What’s Hurting the Shares of Tiffany and Signet Jewelers Lately?
By Amit SinghMay. 31 2019, Published 1:28 p.m. ET
Tariff uncertainty takes a toll
The shares of Tiffany & Co. (TIF) and Signet Jewelers (SIG) have fallen ~14% and 12%, respectively, since May 10. Uncertainty related to the trade tariffs seems to have triggered the recent sell-offs in these companies. Investors remain skeptical about whether the US-China trade spat will hurt these jewelry retailers. The potential impact on their financials is still unclear.
Tiffany stock has erased most of its gains YTD (year-to-date), but it’s still up 11.8% as of May 30. Meanwhile, Signet stock is down 36.7% so far this year, reflecting continued challenges in its base business and pressure on its earnings.
Near-term challenges could limit upside
The recent decline in the stock prices of these jewelry retailers makes them attractive on the valuation front. However, short-term challenges could limit their upsides. Signet’s top line is expected to stay low as a decline in transactions is likely to hurt its comparable sales. Moreover, promotional spending to boost sales and higher credit costs are expected to hurt its earnings.

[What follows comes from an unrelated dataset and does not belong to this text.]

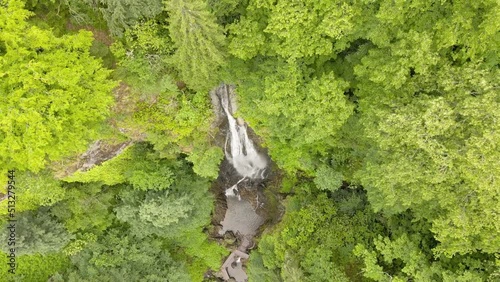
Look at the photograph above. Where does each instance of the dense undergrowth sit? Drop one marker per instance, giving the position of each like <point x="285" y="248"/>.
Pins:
<point x="382" y="115"/>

As for Tiffany, its top and the bottom lines are expected to stay weak in the first half of fiscal 2019. The strengthening of the US dollar is likely to hurt tourist spending. Meanwhile, lower demand from local customers remains a drag. Soft sales and Tiffany’s investments in growth measures are expected to drag its earnings down in the first half of fiscal 2019.